Infine, per voler scendere fino in fondo nel contesto di filiera e parlare di coloro di cui nessuno dei decisionisti maggiori, come sempre, parla, che ne sarà del gestore? Appare ragionevole pensare che, considerata la, tutto sommato, gradualità della transizione, la sua presenza sulla rete permarrà ancora per dieci-quindici anni con caratteristiche abbastanza stabili.

Una legittima domanda è se debba permanervi ancora alle condizioni che hanno caratterizzato gli ultimi dieci anni passati: ossia lo stato di precarietà e di integrale dipendenza economica che ne ha di fatto azzerato ogni sostenibilità di impresa, autonomia, potenzialità competitiva, rendendolo un soggetto passivo del mercato e di tutte le sue variabili commerciali, costretto entro un quadro di relazioni contrattuali e commerciali del tutto asimmetriche ed anomale nel raffronto con qualsiasi altra categoria di microimprese.
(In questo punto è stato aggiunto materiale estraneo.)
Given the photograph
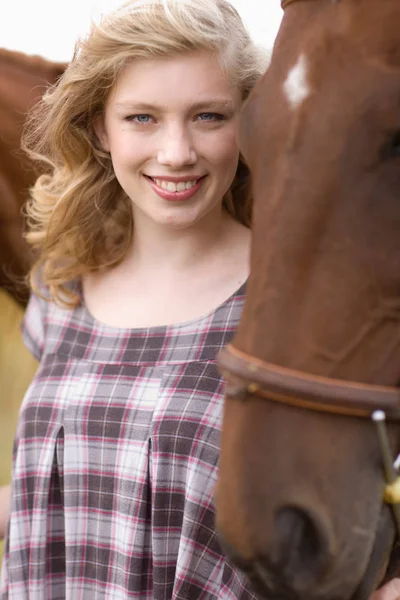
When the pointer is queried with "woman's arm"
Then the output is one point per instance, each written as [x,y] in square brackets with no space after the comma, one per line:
[4,509]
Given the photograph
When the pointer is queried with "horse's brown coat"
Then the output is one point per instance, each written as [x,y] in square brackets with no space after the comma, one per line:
[299,497]
[23,79]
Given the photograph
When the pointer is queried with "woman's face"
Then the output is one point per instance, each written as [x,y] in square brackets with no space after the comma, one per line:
[170,125]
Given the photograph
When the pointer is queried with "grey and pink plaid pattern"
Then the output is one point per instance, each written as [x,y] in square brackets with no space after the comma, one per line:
[115,462]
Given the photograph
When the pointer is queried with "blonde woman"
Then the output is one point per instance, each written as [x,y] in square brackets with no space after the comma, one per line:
[141,229]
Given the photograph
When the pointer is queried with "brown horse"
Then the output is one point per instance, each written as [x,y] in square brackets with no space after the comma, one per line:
[300,495]
[23,79]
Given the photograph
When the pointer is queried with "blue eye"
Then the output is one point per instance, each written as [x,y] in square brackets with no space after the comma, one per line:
[140,119]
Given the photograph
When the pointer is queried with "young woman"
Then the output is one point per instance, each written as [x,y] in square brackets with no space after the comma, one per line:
[140,225]
[141,229]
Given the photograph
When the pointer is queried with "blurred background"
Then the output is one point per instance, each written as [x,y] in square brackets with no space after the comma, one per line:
[49,28]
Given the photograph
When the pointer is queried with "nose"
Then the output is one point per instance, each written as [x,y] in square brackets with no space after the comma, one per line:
[177,148]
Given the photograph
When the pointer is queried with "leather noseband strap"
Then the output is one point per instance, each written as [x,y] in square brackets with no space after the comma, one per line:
[249,375]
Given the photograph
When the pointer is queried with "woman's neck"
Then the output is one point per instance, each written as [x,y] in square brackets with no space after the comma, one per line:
[174,249]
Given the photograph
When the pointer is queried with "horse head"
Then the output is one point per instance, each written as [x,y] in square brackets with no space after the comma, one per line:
[300,497]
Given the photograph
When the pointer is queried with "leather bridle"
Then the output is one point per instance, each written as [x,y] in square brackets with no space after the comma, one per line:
[248,376]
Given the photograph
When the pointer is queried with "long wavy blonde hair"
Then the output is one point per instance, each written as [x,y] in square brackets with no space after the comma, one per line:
[79,218]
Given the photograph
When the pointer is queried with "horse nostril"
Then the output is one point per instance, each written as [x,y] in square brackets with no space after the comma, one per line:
[303,549]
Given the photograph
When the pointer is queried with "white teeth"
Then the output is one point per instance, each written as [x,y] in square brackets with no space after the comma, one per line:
[170,186]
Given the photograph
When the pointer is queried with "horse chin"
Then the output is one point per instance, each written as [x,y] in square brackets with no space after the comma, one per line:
[382,566]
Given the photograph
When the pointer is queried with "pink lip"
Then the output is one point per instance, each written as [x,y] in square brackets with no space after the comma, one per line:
[175,196]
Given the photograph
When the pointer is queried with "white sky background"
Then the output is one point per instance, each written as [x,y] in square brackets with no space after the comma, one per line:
[50,27]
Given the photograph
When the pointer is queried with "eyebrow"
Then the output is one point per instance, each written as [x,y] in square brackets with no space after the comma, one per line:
[222,104]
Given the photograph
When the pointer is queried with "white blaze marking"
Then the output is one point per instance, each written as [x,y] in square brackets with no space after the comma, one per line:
[296,86]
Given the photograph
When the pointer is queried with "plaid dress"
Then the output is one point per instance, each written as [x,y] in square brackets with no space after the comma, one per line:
[115,461]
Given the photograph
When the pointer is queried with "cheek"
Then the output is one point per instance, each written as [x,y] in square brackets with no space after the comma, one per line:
[224,151]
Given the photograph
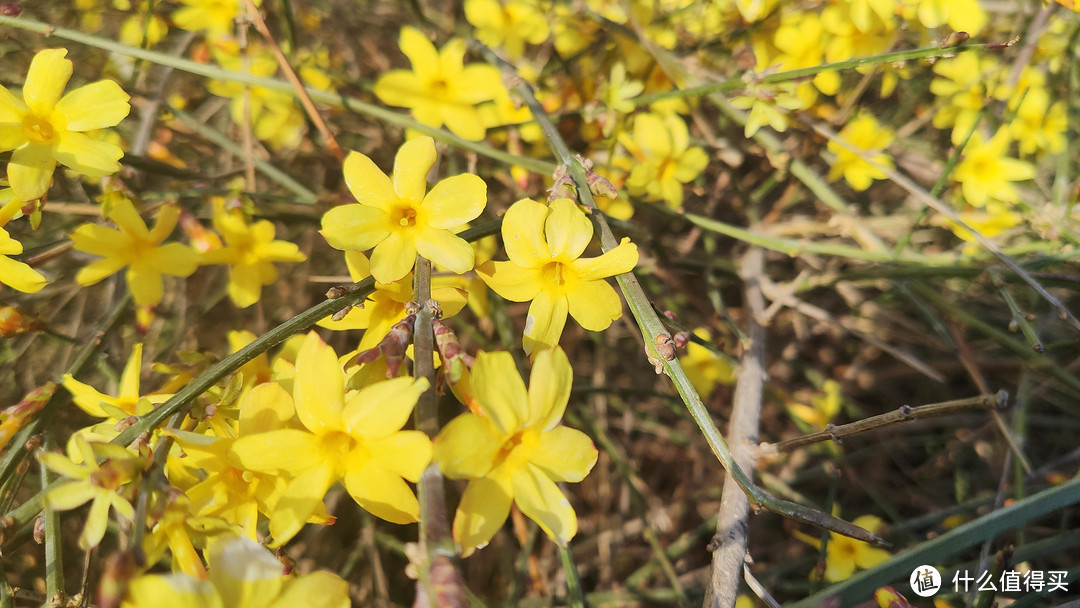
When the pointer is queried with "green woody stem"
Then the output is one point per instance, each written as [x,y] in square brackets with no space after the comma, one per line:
[655,334]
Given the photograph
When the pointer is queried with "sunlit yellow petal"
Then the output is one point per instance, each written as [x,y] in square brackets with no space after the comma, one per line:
[455,201]
[484,508]
[500,390]
[523,233]
[45,80]
[379,409]
[412,164]
[543,325]
[97,105]
[540,499]
[354,227]
[466,448]
[319,387]
[564,454]
[393,258]
[568,230]
[382,494]
[549,388]
[405,454]
[623,258]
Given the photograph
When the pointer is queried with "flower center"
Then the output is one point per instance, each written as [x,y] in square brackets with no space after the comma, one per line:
[38,129]
[404,216]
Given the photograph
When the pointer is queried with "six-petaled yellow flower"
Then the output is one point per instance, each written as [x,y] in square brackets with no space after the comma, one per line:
[45,126]
[354,438]
[250,252]
[866,135]
[544,245]
[138,248]
[441,89]
[400,217]
[515,451]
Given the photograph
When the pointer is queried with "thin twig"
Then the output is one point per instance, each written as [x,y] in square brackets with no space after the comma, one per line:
[656,334]
[301,93]
[903,414]
[943,208]
[732,522]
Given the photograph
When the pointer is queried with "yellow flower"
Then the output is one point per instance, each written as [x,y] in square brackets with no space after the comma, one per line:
[515,451]
[400,219]
[704,367]
[242,575]
[250,252]
[216,17]
[14,273]
[986,174]
[865,134]
[136,247]
[960,15]
[665,160]
[354,438]
[508,25]
[1038,125]
[386,306]
[845,554]
[441,89]
[768,106]
[544,246]
[127,400]
[44,127]
[104,485]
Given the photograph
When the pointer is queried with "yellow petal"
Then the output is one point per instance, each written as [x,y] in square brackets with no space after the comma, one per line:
[511,281]
[175,591]
[400,88]
[97,105]
[30,171]
[420,52]
[623,258]
[354,227]
[455,201]
[19,277]
[412,164]
[500,390]
[466,448]
[594,305]
[543,325]
[540,499]
[90,157]
[176,259]
[564,454]
[319,387]
[405,454]
[523,233]
[145,284]
[568,230]
[382,408]
[382,494]
[45,80]
[266,407]
[393,258]
[301,498]
[549,388]
[484,508]
[445,248]
[367,184]
[284,451]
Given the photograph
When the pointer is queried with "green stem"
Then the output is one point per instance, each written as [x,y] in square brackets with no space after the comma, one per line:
[652,329]
[739,82]
[328,97]
[575,596]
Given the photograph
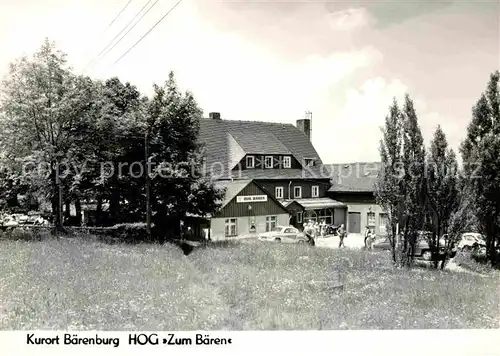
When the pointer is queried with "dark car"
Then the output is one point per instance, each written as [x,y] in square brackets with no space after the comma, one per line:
[422,248]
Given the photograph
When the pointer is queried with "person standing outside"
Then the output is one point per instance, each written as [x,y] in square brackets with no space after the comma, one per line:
[310,233]
[342,233]
[367,236]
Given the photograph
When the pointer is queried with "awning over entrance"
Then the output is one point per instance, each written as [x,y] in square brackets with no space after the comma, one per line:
[319,203]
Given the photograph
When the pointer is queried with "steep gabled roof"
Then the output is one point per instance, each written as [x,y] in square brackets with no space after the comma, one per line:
[229,141]
[358,177]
La domanda, pertanto, alla quale dovranno in qualche modo rispondere tanto le rappresentanze associative che la politica e le aziende del settore, è: nella “transizione caotica” che la attende, questa categoria di operatori deve essere in qualche maniera “riscattata” dai vincoli più arretrati che contraddistinguono il suo ruolo nel settore? Ovvero, in assenza di interventi, sarà destinata a vivere ancor peggio i non moltissimi anni che restano dinanzi, al più con qualche “aiutino” per essere traghettata fuori dalla filiera come qualcosa di obsoleto che non serve più?

Per rispondere, in effetti, non c’è ancora molto tempo.